A plan worth considering
It’s still early, but at first blush, the idea to transform the site of the old Roost Lodge in Vail into building with both hotel rooms and apartments looks like a good idea.
As detailed in a story on Saturday, the Chicago-based Harp Group has for several years owned the roughly two acres of land the Roost occupied. A company plan to build a Marriott Residence Inn was ready to start work in 2014, but it was shelved when a financial partner decided the project was simply too expensive.
Two years later, the hotel plan remains, with additional plans for 113 apartments and 360 spaces of underground parking.
On the surface, the plan strikes at the heart of three of Vail’s biggest issues: lodging, housing and parking. The site seems appropriate, since it’s right along North Frontage Road and close to the West Vail commercial area. Once the new Interstate 70 underpass is finished — it will be by the time the hotel and apartments open — tenants and guests will have a very quick bus ride to Lionshead Village.
On the other hand, don’t expect any bargains.
Hotel rooms won’t be as expensive as they are in the resort villages, but combining the Marriott Residence Inn brand with Vail quality, this will be a place for destination guests.
The same is true with the apartments. Harp Group founder and president Peter Dumon said in an interview that the apartments will be restricted to year-round residents. But, he added, those residents will pay market rates. That means tenants will likely be store or restaurant managers, executive chefs or professional employees at Vail Valley Medical Center.

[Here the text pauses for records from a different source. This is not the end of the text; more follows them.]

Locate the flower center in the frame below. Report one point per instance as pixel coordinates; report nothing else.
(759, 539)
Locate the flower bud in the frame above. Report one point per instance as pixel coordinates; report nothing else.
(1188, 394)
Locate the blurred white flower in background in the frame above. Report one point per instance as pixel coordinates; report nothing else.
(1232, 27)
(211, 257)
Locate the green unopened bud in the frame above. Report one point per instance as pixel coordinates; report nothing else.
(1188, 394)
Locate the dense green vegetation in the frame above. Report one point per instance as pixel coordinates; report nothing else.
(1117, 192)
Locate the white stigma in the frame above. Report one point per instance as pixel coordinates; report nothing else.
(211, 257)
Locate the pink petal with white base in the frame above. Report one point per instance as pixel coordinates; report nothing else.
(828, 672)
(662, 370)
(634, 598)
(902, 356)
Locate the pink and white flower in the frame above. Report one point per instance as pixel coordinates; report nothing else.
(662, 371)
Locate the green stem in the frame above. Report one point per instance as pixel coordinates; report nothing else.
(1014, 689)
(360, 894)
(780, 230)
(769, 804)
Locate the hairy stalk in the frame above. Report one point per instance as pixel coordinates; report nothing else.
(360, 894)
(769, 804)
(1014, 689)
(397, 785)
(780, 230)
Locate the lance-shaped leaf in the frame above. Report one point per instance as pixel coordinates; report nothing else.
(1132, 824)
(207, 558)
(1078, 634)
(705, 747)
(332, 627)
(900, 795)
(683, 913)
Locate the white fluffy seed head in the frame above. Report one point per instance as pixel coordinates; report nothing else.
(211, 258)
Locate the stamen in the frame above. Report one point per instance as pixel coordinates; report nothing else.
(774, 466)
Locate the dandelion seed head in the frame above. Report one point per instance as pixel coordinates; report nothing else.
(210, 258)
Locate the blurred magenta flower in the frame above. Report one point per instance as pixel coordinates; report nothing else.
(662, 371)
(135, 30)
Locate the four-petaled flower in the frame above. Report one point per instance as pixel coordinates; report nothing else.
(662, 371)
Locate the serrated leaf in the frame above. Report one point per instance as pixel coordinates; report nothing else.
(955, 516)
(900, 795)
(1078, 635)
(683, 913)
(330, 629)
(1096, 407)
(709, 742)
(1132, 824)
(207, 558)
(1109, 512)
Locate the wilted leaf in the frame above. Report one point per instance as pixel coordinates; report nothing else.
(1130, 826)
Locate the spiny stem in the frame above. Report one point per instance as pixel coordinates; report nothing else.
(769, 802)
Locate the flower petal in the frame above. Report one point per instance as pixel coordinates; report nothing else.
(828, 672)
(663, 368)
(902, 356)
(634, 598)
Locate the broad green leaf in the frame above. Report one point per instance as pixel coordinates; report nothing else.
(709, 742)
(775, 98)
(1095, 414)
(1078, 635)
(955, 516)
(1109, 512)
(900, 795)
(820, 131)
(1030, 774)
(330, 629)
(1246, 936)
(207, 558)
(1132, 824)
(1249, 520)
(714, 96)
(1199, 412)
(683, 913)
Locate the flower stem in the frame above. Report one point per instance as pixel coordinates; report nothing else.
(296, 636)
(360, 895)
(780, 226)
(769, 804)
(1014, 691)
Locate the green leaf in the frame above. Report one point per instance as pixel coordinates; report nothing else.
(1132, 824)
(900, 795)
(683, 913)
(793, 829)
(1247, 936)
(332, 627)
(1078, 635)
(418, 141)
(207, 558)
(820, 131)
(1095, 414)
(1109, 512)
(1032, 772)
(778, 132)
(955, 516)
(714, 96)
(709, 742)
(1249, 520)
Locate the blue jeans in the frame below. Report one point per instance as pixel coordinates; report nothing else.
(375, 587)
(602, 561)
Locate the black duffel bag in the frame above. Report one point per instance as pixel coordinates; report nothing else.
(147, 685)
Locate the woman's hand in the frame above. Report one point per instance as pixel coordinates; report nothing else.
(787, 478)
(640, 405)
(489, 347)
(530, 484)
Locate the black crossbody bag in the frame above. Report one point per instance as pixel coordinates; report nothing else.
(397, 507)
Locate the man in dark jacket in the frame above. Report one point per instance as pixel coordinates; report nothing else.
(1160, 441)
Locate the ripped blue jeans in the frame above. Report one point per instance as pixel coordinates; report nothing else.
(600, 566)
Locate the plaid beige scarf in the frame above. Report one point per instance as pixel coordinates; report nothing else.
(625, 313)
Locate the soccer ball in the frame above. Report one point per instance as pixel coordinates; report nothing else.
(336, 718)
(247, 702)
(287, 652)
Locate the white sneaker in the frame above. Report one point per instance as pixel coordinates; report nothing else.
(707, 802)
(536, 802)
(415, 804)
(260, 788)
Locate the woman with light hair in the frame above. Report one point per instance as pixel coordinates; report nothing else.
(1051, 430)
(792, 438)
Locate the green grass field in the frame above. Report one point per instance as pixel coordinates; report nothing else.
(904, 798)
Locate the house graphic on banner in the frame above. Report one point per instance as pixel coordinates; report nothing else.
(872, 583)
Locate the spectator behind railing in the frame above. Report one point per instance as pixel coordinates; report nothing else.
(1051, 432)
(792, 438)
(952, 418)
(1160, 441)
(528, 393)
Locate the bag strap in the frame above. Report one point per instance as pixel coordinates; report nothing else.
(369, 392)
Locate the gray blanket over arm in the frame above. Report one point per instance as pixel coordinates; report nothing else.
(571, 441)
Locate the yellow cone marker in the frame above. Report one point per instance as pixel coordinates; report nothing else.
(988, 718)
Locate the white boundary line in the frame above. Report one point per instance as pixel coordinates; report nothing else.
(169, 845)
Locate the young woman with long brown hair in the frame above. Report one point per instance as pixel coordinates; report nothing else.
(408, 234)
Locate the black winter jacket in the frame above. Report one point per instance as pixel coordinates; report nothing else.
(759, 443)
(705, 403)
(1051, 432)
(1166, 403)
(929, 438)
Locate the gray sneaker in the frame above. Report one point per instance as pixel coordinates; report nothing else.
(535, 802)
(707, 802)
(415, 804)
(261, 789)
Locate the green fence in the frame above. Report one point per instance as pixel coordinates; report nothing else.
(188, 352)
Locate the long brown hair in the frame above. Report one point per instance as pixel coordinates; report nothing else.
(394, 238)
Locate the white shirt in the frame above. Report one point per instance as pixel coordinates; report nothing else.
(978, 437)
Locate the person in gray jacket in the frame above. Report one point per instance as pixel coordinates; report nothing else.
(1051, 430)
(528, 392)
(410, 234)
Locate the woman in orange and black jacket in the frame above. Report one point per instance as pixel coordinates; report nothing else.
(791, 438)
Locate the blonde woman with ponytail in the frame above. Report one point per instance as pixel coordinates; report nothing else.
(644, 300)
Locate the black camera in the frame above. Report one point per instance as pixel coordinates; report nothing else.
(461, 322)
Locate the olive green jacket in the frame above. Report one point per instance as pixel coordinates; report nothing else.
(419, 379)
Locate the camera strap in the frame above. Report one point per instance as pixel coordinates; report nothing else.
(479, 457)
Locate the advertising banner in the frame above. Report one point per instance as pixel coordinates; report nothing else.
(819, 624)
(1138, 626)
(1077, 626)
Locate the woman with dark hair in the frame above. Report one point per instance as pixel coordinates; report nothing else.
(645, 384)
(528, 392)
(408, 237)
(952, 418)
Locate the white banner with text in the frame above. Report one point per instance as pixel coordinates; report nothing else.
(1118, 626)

That’s fine. Vail is in desperate need of homes for all kinds of people who work there. More people living and working in Vail takes pressure off roads, parking structures and housing in other areas of the valley. It also helps keep Vail a place where people actually live.
A new hotel from an established brand might — might — also take away at least some of the incentive condo owners now have to put their units into the online short-term rental pool.
Very few projects emerge unchanged from the town of Vail’s approval process. This one deserves a full vetting, of course, but needs to come through that process with its most important numbers intact.